S: Welcome everyone, I’m Sarah...
R: ...and I’m Rebecca.
R & S: I want everyone to know that all the citations and relevant links for anything mentioned in this episode will be in the episode description and in our show notes at thenutritionjunky.com (that’s junky with a “Y”). Also, the information in this podcast is for entertainment and educational purposes only. If you’re interested in medical nutrition therapy or personalized nutrition advice, please talk to a doctor or registered dietitian in your area. This podcast may contain coarse language, mature subject matter and content of a violent or disturbing nature. Listener discretion is advised.
Veggie Dogs & Human DNA
B: You asked me to look up a few instances of what’s called substitution, which was something that we discussed last week when we were talking about food fraud. Remember that with food fraud, “food may be intentionally misrepresented many different ways; one of which was through: substituting a product with something of a different character or quality.” (Government of Canada, 2020). So essentially when something is in the product that is not disclosed on the label.
I am going to talk about an instance that is more like two instances of potential substitution that made it BIG in the news a few years ago. Sarah - do you eat hotdogs? What are your favourite toppings?

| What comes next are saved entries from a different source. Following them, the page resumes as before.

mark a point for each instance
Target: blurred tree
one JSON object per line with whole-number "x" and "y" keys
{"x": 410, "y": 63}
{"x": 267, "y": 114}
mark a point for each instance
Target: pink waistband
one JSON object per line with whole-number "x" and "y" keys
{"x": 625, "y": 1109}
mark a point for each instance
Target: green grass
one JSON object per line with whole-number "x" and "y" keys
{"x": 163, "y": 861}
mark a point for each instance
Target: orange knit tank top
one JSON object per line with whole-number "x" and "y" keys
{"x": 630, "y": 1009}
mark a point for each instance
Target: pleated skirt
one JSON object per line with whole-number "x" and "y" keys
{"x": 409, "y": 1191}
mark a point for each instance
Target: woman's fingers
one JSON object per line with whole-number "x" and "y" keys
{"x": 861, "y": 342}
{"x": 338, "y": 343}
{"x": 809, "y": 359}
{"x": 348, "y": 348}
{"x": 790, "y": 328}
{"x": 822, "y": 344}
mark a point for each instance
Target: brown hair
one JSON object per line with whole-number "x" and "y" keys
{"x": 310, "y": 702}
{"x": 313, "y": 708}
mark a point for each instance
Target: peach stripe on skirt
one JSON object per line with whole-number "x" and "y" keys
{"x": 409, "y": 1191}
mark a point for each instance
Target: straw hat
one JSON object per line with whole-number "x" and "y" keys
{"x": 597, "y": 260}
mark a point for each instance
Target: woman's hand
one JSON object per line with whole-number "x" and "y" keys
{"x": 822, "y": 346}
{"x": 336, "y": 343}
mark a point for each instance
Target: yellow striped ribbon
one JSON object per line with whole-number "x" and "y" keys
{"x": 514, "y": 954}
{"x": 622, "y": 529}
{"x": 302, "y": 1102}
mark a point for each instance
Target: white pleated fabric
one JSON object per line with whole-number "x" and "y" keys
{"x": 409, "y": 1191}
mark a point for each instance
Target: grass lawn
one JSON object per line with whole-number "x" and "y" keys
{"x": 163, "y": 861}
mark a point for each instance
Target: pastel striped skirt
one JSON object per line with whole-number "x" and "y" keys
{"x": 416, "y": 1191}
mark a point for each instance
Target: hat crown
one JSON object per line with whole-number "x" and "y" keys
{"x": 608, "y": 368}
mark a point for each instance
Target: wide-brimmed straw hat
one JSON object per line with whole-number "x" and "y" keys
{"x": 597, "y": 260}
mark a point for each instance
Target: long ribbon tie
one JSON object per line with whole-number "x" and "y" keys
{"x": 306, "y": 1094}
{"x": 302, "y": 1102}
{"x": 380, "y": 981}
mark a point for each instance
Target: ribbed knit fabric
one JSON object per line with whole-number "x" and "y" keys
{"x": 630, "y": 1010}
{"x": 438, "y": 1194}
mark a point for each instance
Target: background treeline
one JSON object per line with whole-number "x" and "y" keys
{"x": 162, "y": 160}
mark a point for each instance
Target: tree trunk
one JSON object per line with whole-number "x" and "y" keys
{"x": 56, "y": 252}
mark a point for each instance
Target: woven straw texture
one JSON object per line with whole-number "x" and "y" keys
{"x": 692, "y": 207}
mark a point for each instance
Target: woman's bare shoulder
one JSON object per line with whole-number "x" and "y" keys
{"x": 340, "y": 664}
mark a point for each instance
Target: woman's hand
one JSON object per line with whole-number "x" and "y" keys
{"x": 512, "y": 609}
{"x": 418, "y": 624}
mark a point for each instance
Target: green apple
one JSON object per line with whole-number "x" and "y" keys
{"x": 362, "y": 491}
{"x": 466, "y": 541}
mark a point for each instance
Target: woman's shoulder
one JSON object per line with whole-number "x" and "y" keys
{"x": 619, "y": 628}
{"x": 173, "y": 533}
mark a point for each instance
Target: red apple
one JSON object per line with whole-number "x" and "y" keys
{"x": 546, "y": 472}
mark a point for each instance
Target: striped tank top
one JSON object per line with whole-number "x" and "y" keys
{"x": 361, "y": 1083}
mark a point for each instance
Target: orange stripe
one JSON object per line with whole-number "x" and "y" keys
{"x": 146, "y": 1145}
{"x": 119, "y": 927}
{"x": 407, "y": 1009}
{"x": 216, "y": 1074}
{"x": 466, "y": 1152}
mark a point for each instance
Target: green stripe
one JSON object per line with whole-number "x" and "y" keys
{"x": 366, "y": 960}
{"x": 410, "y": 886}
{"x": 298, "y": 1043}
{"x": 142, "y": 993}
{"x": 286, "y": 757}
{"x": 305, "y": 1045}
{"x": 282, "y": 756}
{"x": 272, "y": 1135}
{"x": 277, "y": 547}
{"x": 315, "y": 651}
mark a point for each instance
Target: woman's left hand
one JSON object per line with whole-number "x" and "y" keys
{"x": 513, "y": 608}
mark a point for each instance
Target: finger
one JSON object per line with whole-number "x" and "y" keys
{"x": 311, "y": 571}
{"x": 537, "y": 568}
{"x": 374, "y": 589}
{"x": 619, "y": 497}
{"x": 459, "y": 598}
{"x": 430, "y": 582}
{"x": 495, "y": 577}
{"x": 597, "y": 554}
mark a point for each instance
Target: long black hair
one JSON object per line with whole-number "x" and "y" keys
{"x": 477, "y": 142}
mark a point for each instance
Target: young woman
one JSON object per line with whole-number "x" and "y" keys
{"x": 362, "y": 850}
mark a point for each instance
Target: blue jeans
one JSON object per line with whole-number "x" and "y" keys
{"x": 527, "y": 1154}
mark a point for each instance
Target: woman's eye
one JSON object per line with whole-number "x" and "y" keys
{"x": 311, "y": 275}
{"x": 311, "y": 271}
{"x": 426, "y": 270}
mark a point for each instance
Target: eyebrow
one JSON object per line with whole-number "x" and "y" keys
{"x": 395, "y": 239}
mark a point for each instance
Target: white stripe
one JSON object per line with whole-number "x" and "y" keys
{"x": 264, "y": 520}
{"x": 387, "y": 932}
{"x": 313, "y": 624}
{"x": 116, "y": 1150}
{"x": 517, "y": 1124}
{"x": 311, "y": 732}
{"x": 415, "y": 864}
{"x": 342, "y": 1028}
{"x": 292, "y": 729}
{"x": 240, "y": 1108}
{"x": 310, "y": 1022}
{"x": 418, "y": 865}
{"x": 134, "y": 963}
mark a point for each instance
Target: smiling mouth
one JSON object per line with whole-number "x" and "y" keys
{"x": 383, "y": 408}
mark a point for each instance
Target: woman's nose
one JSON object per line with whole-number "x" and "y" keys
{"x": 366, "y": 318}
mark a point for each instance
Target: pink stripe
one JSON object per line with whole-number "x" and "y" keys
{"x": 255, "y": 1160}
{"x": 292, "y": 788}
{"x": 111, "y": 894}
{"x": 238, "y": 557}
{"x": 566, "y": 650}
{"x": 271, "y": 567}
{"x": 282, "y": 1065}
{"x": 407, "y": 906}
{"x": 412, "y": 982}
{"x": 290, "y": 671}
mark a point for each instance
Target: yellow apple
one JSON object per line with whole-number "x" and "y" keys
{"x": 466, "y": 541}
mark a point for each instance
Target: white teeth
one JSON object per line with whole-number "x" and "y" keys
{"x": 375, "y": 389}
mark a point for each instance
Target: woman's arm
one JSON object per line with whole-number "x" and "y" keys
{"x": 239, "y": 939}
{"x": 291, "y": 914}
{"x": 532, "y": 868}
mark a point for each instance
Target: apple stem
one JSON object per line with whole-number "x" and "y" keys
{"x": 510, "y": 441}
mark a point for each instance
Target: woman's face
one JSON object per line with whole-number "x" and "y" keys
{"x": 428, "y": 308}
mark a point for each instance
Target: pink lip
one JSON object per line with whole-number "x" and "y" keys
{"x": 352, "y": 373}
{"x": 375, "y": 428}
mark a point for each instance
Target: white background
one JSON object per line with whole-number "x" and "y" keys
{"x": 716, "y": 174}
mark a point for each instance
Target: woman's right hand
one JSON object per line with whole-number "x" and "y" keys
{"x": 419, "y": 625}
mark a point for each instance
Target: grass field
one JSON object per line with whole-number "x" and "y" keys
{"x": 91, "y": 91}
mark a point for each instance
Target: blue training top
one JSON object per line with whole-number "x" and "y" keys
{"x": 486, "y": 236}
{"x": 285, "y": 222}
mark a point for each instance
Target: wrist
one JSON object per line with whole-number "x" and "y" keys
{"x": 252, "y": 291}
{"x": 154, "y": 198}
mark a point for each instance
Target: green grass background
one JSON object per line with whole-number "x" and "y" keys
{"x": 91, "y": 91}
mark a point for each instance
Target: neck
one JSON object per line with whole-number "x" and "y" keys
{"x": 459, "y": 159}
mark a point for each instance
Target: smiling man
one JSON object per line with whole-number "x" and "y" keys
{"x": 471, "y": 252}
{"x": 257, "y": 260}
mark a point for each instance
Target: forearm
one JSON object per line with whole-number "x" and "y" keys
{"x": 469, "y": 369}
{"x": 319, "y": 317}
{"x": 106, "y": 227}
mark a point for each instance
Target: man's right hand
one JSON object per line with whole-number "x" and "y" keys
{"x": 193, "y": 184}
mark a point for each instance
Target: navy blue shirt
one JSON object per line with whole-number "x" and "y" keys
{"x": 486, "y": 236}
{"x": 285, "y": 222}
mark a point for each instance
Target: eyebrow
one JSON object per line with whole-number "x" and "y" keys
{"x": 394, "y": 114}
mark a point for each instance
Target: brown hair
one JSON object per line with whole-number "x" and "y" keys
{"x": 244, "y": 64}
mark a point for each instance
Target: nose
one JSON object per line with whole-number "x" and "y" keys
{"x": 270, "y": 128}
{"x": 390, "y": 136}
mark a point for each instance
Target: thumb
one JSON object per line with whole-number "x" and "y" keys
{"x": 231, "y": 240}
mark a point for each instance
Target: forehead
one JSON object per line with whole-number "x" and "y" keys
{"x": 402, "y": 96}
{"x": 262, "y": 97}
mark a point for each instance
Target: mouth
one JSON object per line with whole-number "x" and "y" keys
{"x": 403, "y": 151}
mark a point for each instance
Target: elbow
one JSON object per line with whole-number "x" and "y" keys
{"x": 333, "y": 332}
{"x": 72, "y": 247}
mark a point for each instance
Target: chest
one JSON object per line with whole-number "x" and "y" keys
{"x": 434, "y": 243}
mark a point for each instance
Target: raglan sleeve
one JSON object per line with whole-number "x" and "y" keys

S: I don’t typically eat hotdogs, I think the last one was camping! I made a bart simpson (when you cut the top of your hot dog to look like barts hair).
B: Now both of these instances of substitution occur with hot dogs, and they are so unusual and disgusting that I had to share. I know it had me initially rethinking every time I have eaten a hot dog. That being said, most of the information that I am sharing today was first uncovered by Snopes, which I had no idea is an investigatory fact checking source, until our university librarian told us 2 weeks ago.
I should also mention that I tried to find the original source of this information from a company called Clear Labs, Inc. But the webpage no longer exists. I don’t know if this is because the information was proven inaccurate or if there is some industry stuff going on behind the scenes that made them take it down. Regardless, it’s a bit strange. But Clear Labs is a food safety lab and their website claims that you can “rely on [them] for the most accurate and advanced food safety testing” (Clear Labs, 2020). It sounds legit, right?
Both of these cases of food substitution and their subsequent news reporting were due to a single report released by Clear Labs in 2015.
I don’t know if you remember this, but there were a ton of headlines claiming that 10% of vegetarian hot dogs contain meat.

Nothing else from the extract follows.